Once the wire has been fished through, bend it's end over to "crimp" it in place ...











Then, solder that on, with easy access from the underside of the motor. After soldering, I use a Dremel to grind down the solder bead reasonably flush (more or less) with the black fiber plate. This ensure that the Lionel nameplate will be positioned flush.











With the new power lead attached, I show here how I can bench-test the motor with some jumper leads. The e-unit has been removed, for now ... that's a project for later.

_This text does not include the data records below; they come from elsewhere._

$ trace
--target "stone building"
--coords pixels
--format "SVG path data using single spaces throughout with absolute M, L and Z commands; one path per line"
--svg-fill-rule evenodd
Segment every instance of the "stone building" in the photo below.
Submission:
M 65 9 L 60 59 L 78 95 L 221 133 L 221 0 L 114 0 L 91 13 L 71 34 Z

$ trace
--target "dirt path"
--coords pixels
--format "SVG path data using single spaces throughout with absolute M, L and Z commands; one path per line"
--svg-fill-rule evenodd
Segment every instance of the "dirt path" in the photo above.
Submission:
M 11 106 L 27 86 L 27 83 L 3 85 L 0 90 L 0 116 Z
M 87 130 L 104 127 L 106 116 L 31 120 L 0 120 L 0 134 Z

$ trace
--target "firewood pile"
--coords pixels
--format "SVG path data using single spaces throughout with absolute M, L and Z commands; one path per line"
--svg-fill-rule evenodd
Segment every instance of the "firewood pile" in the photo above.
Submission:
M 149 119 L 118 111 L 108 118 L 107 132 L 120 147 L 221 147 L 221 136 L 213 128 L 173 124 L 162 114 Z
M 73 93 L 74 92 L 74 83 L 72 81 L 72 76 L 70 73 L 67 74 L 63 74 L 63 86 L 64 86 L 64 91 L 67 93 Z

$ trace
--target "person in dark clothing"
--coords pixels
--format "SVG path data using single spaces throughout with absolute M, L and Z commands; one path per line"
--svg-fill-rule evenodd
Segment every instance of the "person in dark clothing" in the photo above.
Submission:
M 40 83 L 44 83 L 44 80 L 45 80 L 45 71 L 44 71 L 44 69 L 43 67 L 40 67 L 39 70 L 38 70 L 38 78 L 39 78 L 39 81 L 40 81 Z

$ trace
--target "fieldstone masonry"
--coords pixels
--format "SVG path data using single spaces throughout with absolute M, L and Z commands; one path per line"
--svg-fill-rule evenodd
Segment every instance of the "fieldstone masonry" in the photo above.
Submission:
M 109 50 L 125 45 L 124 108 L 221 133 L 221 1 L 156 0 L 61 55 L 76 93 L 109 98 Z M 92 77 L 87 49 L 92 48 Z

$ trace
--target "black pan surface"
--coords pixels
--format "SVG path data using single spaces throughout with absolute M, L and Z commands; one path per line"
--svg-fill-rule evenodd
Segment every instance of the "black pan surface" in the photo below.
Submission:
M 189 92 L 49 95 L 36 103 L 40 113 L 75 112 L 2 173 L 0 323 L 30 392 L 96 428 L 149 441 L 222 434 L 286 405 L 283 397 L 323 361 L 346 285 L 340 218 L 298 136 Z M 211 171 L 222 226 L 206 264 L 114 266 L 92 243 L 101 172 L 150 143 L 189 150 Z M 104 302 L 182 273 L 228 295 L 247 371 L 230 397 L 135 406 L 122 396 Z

Current flows through the brush cans and armature (orientation to be toggled via e-unit for loco direction flip-flop), and then downstream through the field coil, and then to the field coil metal plates, which are grounded to the motor frame and outer wheels...

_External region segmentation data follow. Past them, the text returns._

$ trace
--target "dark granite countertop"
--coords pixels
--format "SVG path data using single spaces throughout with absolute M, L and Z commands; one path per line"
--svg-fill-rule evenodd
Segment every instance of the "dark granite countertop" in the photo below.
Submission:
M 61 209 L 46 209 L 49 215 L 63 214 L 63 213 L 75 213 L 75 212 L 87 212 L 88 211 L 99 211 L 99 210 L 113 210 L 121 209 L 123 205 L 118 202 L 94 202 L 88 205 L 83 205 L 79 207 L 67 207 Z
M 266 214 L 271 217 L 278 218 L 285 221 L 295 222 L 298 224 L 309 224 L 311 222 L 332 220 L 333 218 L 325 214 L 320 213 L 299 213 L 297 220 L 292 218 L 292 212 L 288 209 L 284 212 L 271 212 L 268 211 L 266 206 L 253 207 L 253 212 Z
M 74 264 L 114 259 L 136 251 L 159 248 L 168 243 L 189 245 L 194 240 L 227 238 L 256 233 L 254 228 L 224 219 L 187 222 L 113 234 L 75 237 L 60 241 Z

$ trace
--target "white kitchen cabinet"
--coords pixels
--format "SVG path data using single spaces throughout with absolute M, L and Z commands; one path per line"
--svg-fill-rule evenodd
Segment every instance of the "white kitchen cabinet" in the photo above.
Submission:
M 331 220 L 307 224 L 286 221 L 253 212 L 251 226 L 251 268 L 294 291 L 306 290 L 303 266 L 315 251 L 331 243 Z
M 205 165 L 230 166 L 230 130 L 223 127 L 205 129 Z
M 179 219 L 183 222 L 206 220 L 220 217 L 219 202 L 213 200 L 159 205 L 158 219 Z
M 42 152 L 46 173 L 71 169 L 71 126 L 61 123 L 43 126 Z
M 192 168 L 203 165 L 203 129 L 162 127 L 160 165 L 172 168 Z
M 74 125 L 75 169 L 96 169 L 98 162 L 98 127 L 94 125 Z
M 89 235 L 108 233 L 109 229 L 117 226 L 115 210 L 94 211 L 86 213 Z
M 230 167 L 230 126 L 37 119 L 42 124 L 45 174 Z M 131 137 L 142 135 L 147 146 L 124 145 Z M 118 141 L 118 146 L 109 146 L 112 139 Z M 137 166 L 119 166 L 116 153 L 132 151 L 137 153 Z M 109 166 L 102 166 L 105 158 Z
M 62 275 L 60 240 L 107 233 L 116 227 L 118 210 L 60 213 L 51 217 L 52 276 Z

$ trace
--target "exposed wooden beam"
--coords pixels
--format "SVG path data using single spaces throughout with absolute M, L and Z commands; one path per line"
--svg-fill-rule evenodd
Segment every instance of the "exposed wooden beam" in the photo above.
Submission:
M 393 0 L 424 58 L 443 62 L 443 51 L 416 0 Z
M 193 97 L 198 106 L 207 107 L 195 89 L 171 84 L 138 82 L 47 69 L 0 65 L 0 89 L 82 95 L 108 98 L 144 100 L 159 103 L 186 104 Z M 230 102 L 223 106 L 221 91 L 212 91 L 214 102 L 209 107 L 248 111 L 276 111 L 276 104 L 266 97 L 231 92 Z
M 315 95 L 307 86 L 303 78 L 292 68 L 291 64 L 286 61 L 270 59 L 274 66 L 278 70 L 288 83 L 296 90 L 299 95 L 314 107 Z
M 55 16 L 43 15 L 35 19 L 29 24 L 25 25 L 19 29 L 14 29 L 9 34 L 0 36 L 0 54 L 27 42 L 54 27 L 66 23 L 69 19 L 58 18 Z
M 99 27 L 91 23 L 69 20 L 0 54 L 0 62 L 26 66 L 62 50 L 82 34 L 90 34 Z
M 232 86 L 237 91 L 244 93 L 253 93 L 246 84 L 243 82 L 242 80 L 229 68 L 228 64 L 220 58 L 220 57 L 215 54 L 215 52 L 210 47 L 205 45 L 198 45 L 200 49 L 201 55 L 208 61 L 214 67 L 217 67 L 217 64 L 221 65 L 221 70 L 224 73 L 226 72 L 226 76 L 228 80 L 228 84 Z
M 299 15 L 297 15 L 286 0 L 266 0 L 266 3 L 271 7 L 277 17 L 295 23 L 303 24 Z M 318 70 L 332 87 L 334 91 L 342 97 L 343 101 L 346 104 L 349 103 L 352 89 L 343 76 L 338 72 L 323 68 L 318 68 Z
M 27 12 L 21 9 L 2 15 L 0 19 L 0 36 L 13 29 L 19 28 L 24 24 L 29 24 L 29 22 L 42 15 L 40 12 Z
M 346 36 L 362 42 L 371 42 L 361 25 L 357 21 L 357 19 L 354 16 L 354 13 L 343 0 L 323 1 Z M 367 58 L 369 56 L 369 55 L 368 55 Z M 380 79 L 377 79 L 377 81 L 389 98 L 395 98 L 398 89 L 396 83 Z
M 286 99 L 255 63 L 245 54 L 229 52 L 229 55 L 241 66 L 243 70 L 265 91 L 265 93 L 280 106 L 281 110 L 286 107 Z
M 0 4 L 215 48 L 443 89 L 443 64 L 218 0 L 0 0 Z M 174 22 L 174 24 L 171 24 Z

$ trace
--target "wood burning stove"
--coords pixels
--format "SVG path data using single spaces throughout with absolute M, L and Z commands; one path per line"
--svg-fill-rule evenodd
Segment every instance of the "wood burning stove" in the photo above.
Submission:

And ... SUCCESS!!! ... this old motor spins once again like a champ!

Regards,

TJ


----------



## gunrunnerjohn

It'll be humming down the tracks with a new paint job in no time.


----------



## tjcruiser

I've rewired the 221 motor.

The e-unit took some finessing. The tiny inner wire lead to the solenoid coil had been broken off close to the coil. There was just enough "tail" for me to solder on an extension, though it's just a solder-held joint, with no wire twists. I wrapped the joint in heat shrink, and put a dap of hot glue over it to restrict any damaging bumps.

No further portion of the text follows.